Independent Contractor


The Primary Tests for Employees vs. Independent Contractors

  • If the company controls and directs both what will be done and the details of how it will be done, then the worker is an employee.
  • If the company controls only the final result of the work, but not how, when, and where the work is completed, then the worker is an independent contractor.

What matters when determining whether a person is an employee or not is if you have the right to control the details of how the services are performed, even if the employee is given leeway and freedom to complete the job (e.g. working from home).

The distinction is important because when a company hires an employee, it is required to match Social Security tax, Medicare tax, pay Federal and State Unemployment Tax, and withhold federal and state tax.

Independent contractors who are in business for themselves, on the other hand, are considered a separate business entity and are required to pay these taxes separately. An independent contractor does not receive a W-2 or fill out a W-4 for federal withholding. Instead, a contractor receives a 1099-MISC from the business for which services were performed.
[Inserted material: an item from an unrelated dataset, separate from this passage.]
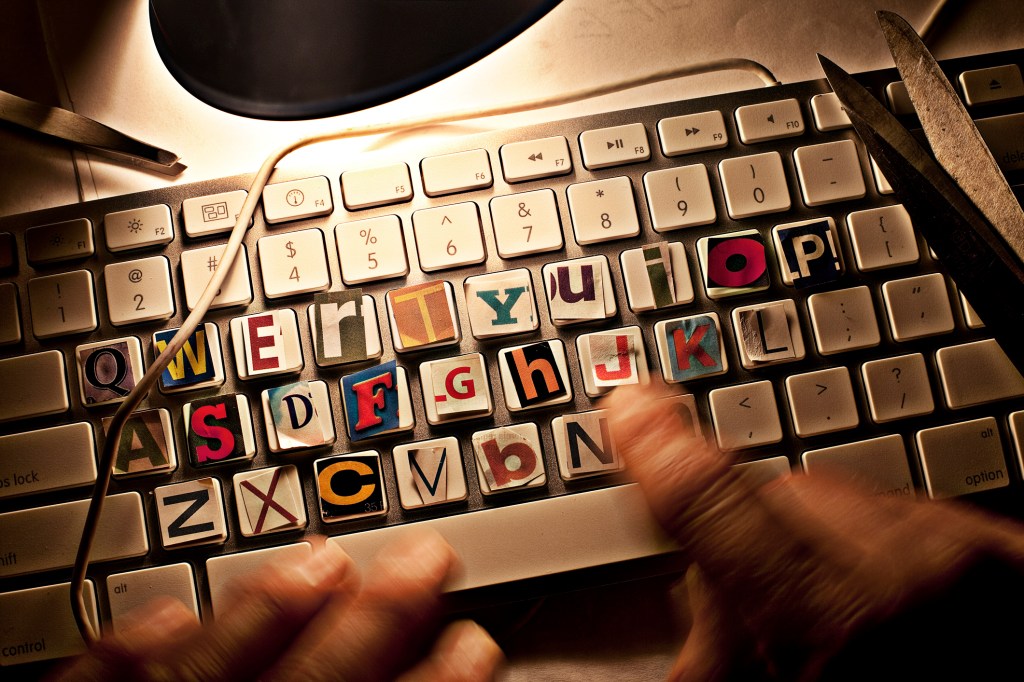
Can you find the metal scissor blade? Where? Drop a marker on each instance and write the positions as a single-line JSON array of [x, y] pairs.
[[954, 139], [987, 272]]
As a separate business entity, the contractor is then required to pay all taxes on the income reported on the 1099-MISC, including the employer portion Social Security and Medicare.

An independent contractor

  • Owns a business and has significant investment in the business such as computers, software, office equipment, or specialized equipment.
  • Can realize a profit and loss for projects done.
  • Decides when, how, and where to work.
  • Is not reimbursed for expenses by the client.
  • Does not receive training or excessive instructions from the client or company.

An employee

  • Reports to work at certain time and place.
  • Follows detailed instructions on how to complete a project.
  • Receives training and benefits from the company.

Companies sometimes hire contractors at discount prices to avoid paying taxes and benefits.

By calling an employee an independent contractor, companies could avoid paying taxes and benefits that substantially increase the cost of labor. But simply calling an employee an independent contractor can subject the employer to past penalties for all taxes due, in addition to requiring the employer to pay all federal withholding that should have been taken from the employee’s pay and paid to the IRS during the time. The penalties and interest added to the tax liability can be more than the original taxes due!

Independent contractors can also file an SS-8 with the IRS to determine whether or not they are really employees eligible to receive benefits.